然而,上官皇后并不需要她说话,只是想对她诉说,“陛下刚才来看本宫了。”
听了这话,墨娥觉得后背发凉,不由自主地转动脑袋四下瞅了瞅,只听上官皇后接着说,“陛下对本宫说,他要走了,他要本宫多保重。”
墨娥想起自己去后殿浣洗衣物时,上官皇后正在榻上昏昏地睡着。许是做了噩梦墨娥想,下一刻,她又想,也许陛下真的给娘娘托了梦
想到这,墨娥双手轻握住上官皇后的胳膊,蹲在上官皇后面前,仰起头,轻声对她说,“娘娘,陛下确实今日大行了。”
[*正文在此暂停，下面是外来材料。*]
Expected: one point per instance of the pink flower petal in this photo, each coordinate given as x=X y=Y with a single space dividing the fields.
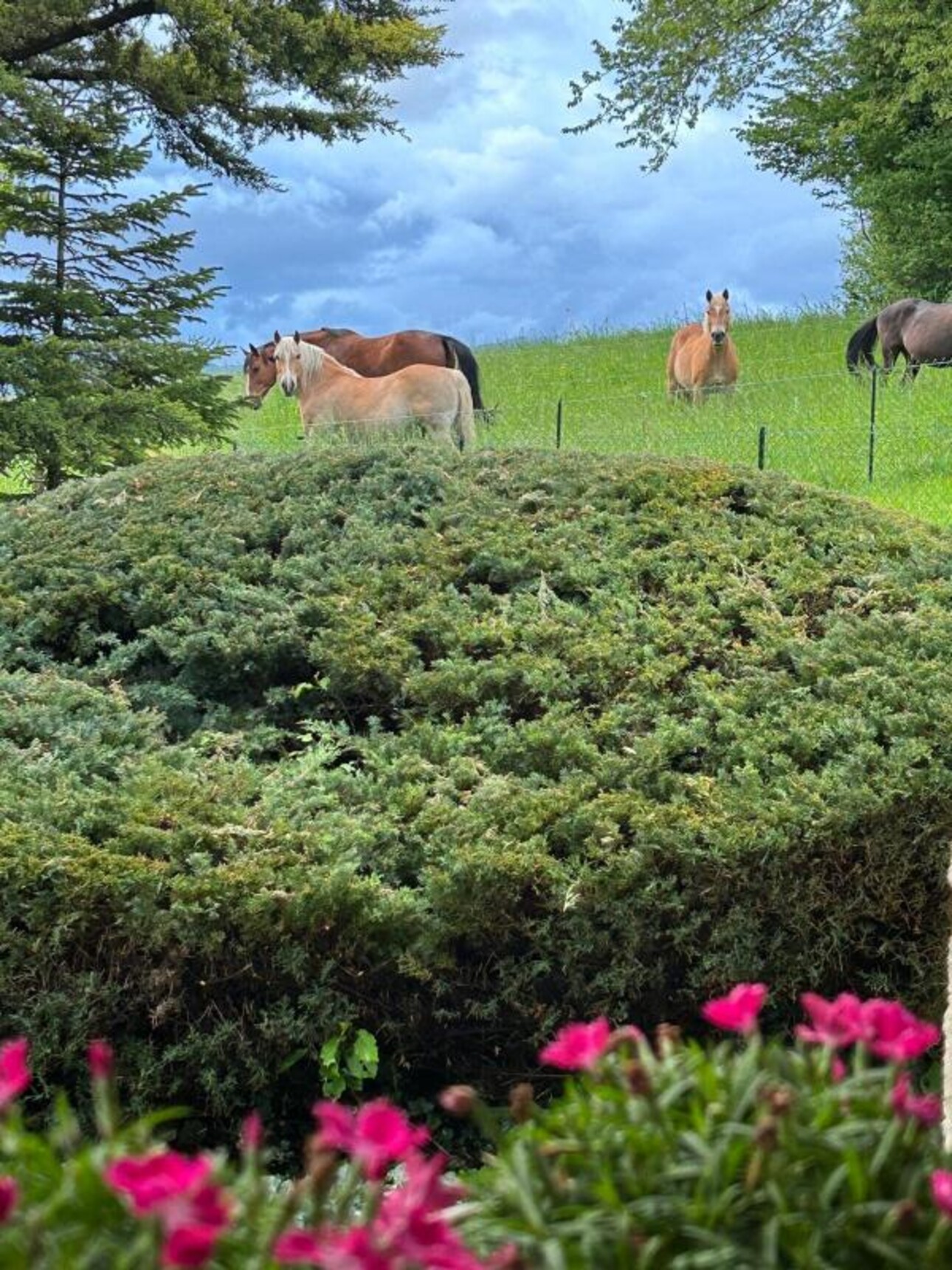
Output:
x=941 y=1187
x=578 y=1047
x=739 y=1010
x=14 y=1070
说完,只见上官皇后盯着她的眼睛微微一眨,眨掉了两颗眼泪,继之凄然而笑,“真的走了,真的走了……”一面喃喃自语,上官皇后一面站起来,目光呆直地向外走去。
墨娥连忙拿过一件棉披风,追了上去。
上官皇后失魂落魄地走出寝殿,磕磕绊绊地走下台阶,深一脚浅一脚地向桐宫的宫门走去。
北风如刀,刮在她苍白的脸上,刮乱了她本就微蓬的头发。墨娥在她身后一路追赶,想要给她穿上披风,却一次次被她坚决推开。不知何时下起了雪,这会儿,纷飞的雪片随着狂肆的风,吹了她一头一身。
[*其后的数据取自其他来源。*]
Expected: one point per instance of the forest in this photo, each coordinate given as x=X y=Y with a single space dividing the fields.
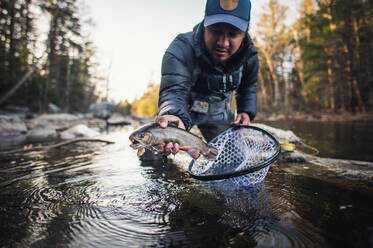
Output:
x=322 y=62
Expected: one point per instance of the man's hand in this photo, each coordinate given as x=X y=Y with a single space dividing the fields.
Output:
x=242 y=118
x=175 y=147
x=165 y=119
x=163 y=122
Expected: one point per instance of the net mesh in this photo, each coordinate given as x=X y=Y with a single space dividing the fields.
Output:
x=244 y=154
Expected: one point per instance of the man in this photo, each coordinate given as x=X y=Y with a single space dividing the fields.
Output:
x=202 y=68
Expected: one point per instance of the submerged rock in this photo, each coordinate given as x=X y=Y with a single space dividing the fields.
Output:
x=56 y=121
x=12 y=126
x=102 y=110
x=292 y=157
x=52 y=108
x=41 y=134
上官皇后一直走到桐宫的宫门前,抬起双手,照着紧闭的宫门,用尽了全身的力气连拍带捶。
“开门!放本宫出去!本宫要见陛下!陛下!陛下!”她的声音高亢、尖锐又悲伤,于漫天风雪中,听上去凄厉惊悚,却又万分悲凉。
然而,任上官皇后用尽了全身的力气哭喊、拍打,桐宫的宫门纹丝不动。
墨娥流着眼泪在一旁劝解,“娘娘,回去吧,他们是不会让您去看陛下的。”
上官皇后恍若未闻,依然自顾自地拍打,哭喊,直到累得筋疲力尽,双目向上一翻,软倒在地,昏死过去。
墨娥吓坏了,扯着嗓子向桐宫深处大声呼救,“来人啊!快来人啊!”
过了好一会儿,才磨磨蹭蹭地来了两个宫女,“怎么了”两个宫女冷漠地看了一眼被墨娥抱在怀里的上官皇后。
对于桐宫宫女的怠慢无礼,墨娥早已习惯,况且这会儿她还有求于她们。“娘娘昏过去了,麻烦两位姐姐帮我将娘娘抬回去。”
一个宫女不耐烦地翻了个白眼,“真是麻烦。”
另一个轻蔑撇嘴,“既然这么想念大行皇帝,不如跟大行皇帝一起去了。”刚才上官皇后那一番大喊大叫,她二人在殿里听了个七八分。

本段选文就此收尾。